Nesse  dia, 21 de abril de 1985 o Esporte Clube Jacaré jogava em Dores do Rio Preto, divisa de Minas com Espírito Santo. Essa data foi marcante para todos nós. Jogamos contra o bom time da cidade e fomos humilhados em campo e pela torcida. Não vimos a cor da bola e perdemos por 7 X O. Usamos o belo uniforme do V-xame, e dessa vez para fazer jus ao nome, foi um verdadeiro vexame. Depois do jogo estávamos todos enchendo a cara no bar do Carlinhos da Elenice Borges, nosso anfitrião, quando soubemos da morte do Tancredo. A tristeza foi geral e alguns choraram despistadamente. Parecia ficção, mas era verdade: a grande esperança do povo brasileiro havia morrido.
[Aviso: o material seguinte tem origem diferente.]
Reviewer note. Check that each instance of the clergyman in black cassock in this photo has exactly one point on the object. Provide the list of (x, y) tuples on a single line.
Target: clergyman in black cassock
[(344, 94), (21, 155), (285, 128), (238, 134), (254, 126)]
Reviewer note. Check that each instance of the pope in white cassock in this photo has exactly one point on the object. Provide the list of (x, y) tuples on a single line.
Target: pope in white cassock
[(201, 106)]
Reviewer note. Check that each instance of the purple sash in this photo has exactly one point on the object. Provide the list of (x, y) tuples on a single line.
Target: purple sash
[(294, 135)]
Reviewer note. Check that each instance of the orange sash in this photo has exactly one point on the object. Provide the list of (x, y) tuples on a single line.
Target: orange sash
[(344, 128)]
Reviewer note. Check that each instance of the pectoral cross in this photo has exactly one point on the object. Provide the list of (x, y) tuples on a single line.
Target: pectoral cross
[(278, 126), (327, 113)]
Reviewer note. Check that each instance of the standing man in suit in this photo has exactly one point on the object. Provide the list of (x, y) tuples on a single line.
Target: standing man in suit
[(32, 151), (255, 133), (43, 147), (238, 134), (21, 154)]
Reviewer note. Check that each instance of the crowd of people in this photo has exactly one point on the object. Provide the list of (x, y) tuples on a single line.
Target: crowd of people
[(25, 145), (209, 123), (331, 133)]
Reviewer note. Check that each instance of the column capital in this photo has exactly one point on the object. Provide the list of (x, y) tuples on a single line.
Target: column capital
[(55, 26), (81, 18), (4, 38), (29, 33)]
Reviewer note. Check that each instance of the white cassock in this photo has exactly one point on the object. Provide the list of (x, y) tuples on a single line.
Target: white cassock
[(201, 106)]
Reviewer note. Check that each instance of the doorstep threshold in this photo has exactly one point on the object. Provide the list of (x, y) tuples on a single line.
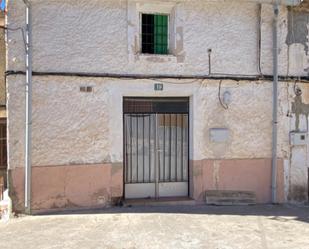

E depois acompanhar o velório e o sepultamento pela televisão, não houve quem não se emocionasse.
Muitos anos depois visitei o Memorial Tancredo Neves em São João Del Rey. As emoções voltaram todas, mesmo porque a visitação ao memorial é feita ao som de memoráveis discursos do grande político. Frases que marcaram sua trajetória são repetidas, e nos remete novamente para o ano de 1985, como aliás aconteceu comigo agora ao assistir ao documentário. Frases do tipo:
“Liberdade é o outro nome de Minas”.
“Essa é a ultima eleição indireta do país”.
“Não pode haver democracia sem liberdade, e não há liberdade quando se tem o medo de ousar construir um futuro melhor”.
E pensar que esse grande mineiro, esse paladino da liberdade e da democracia, esteve um dia em São Francisco do Glória.